From Pussy Riot to Todd Akin: The Claiming—and Silencing—of Language and Speech

Having the word “pussy” broadcast as a description of fierce female action wouldn’t be groundbreaking if women in America were able to talk about our health, our vaginas and what it means to be raped, without the domestic powers-that-be trying to control the language and definitions of those things.

There is so much to potentially write about the phenomenon that is Pussy Riot. So much to dig into, about feminism that values women’s voices, minds, creativity, and bravery to put bodies on the line to end injustice.

Within all of the important and meaningful things to be said and written about this political collection of women, there’s the starting fact of their name. That writing about them requires writing about a group named Pussy Riot. A group that has made enough news that the New York Times, the Washington Post, and the Wall Street Journal, among others, have had to wrestle with how to report news about the group, and dance around editorial standards that don’t want to report the word “Pussy,” even if it’s a self-selected term by a group of women.

Pussy Riot is a collection of women, three of whom are now spending years in jail for enacting their art protest inside the Cathedral of Christ the Savior in Moscow. And so what is radical about their being obviously goes so far beyond their name.

But I am writing this commentary from America in 2012. An America where, just a few months ago, a female legislator in Michigan was banned from the legislative floor due to using the word “vagina” during a debate about abortion.

Pussy Riot refuses such censorship. And given the international coverage of the story, they’re forcing not only a serious consideration of social injustice in Russia, but also a linguistic conundrum in America.

I wrote awhile ago about an organization that addresses women’s menstruation in Rwanda, and how talking loudly about such things as periods, menstruation, and bleeding is required in order to create necessary change for the women of Rwanda. And how, in part because open discussion of women’s bodies is still taboo, development planning was able to overlook the important needs around menstruation until it was raised by women.

And then Michigan happened, and the word “vagina” was also entered, once again, into the taboo space.
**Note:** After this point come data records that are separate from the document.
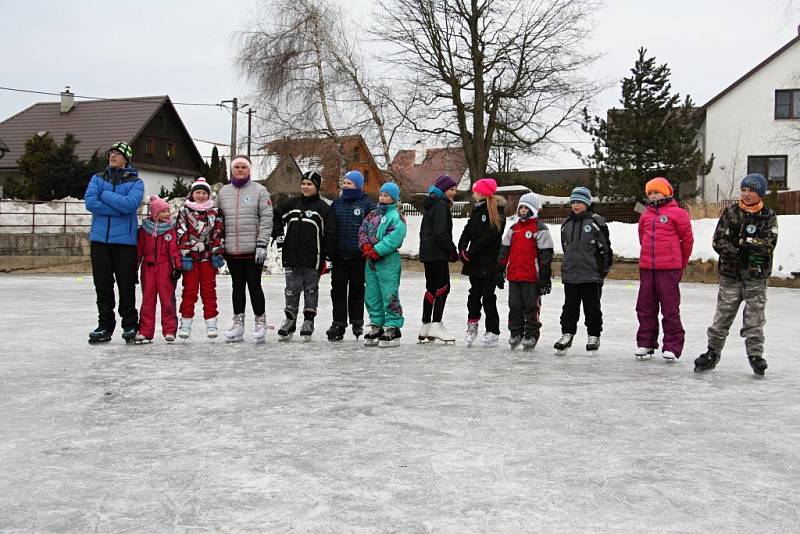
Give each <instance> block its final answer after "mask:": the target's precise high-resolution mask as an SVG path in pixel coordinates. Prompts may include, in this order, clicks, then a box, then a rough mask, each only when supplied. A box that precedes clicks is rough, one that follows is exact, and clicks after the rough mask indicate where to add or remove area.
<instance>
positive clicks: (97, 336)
mask: <svg viewBox="0 0 800 534" xmlns="http://www.w3.org/2000/svg"><path fill="white" fill-rule="evenodd" d="M108 341H111V331H109V330H107V329H105V328H103V327H100V326H98V327H97V328H95V329H94V330H92V331H91V332H89V344H90V345H96V344H98V343H107V342H108Z"/></svg>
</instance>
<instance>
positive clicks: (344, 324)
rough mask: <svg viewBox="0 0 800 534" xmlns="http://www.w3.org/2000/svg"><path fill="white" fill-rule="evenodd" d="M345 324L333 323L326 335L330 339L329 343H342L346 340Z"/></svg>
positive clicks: (327, 329)
mask: <svg viewBox="0 0 800 534" xmlns="http://www.w3.org/2000/svg"><path fill="white" fill-rule="evenodd" d="M346 326H347V325H345V324H344V323H337V322H336V321H334V322H333V324H332V325H331V327H330V328H328V329H327V330H326V331H325V335H326V336H327V337H328V341H330V342H332V343H333V342H336V341H341V340H343V339H344V331H345V327H346Z"/></svg>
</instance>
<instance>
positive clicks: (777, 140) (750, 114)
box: [698, 35, 800, 202]
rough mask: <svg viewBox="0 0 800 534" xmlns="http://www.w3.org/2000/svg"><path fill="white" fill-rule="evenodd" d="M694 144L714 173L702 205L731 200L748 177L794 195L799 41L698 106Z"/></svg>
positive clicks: (797, 131)
mask: <svg viewBox="0 0 800 534" xmlns="http://www.w3.org/2000/svg"><path fill="white" fill-rule="evenodd" d="M703 110H704V112H705V119H704V122H703V124H702V126H701V127H700V132H699V136H698V137H699V144H700V147H701V148H702V149H703V151H704V152H705V154H706V156H707V157H708V156H710V155H711V154H713V155H714V167H713V168H712V170H711V172H710V173H709V174H708V175H707V176H705V177H701V178H700V181H699V184H698V185H699V187H700V194H701V197H702V198H703V200H706V201H709V202H715V201H718V200H724V199H729V198H736V197H737V196H738V192H739V183H740V181H741V179H742V177H743V176H744V175H745V174H746V173H748V172H759V173H761V174H763V175H764V176H765V177H767V179H768V180H769V182H770V186H773V184H774V185H776V186H777V187H778V189H781V190H785V189H789V190H792V189H800V142H799V140H800V35H798V36H797V37H795V38H794V39H792V40H791V41H789V42H788V43H786V44H785V45H784V46H783V47H782V48H781V49H780V50H778V51H777V52H775V53H774V54H772V55H771V56H769V57H768V58H767V59H765V60H764V61H762V62H761V63H760V64H759V65H757V66H756V67H754V68H753V69H752V70H750V71H749V72H748V73H746V74H745V75H744V76H742V77H741V78H739V79H738V80H736V81H735V82H734V83H732V84H731V85H730V86H728V87H727V88H725V89H724V90H723V91H722V92H721V93H719V94H718V95H717V96H715V97H714V98H712V99H711V100H709V101H708V103H706V104H705V105H704V106H703Z"/></svg>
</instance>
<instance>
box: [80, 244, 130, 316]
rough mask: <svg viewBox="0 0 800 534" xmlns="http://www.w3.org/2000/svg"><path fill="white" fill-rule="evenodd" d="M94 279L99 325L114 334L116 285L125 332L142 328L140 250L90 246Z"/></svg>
mask: <svg viewBox="0 0 800 534" xmlns="http://www.w3.org/2000/svg"><path fill="white" fill-rule="evenodd" d="M90 254H91V258H92V278H93V279H94V290H95V293H97V325H98V326H100V327H102V328H105V329H107V330H108V331H109V332H113V331H114V327H115V326H116V323H117V321H116V318H115V316H114V281H116V282H117V291H119V308H118V309H117V310H118V311H119V315H120V317H121V318H122V328H123V329H126V330H127V329H130V328H133V329H134V330H135V329H136V328H137V327H138V325H139V315H138V314H137V313H136V260H137V257H136V255H137V252H136V247H135V246H133V245H109V244H107V243H96V242H94V241H92V242H91V244H90Z"/></svg>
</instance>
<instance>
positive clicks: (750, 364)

We now have had to fight over the fact that ‘rape is rape,’ no matter what, thanks to Republican Senate Candidate Todd Akin, and his ridiculous, baffling and offensive statement that “legitimate rape” cannot possibly result in pregnancy.

The question we keep seeing revolves around who gets to say what, and who gets to define what those words mean.

The members of Pussy Riot have given the world a lot through their actions. We are talking about freedom of speech and protest. We are talking about the separation of church and state. We are talking about young women activists, and the role of art, and how a frightened government responds to three smart, passionate, and opinionated voices of opposition.

But Pussy Riot also has us all saying the word “pussy,” buttoned up mainstream news organizations included. This additional reverberation of their actions would not be so notable were women in America free to speak about our own lives and bodies in whatever terms we find appropriate. Having the word “pussy” broadcast as a description of fierce female action wouldn’t be groundbreaking, were women in America able to talk about our health, our vaginas, and what it means to be raped, without the domestic powers that be trying to control the language and definitions of those things. But we are in this place. And so having mainstream cause to write and say the word pussy becomes an exciting rebellion in the face of those attempts at linguistic and policy control.

Pussy Riot matters in a large number of ways. And having cause to write and openly speak about a group named Pussy Riot, it turns out, matters as well.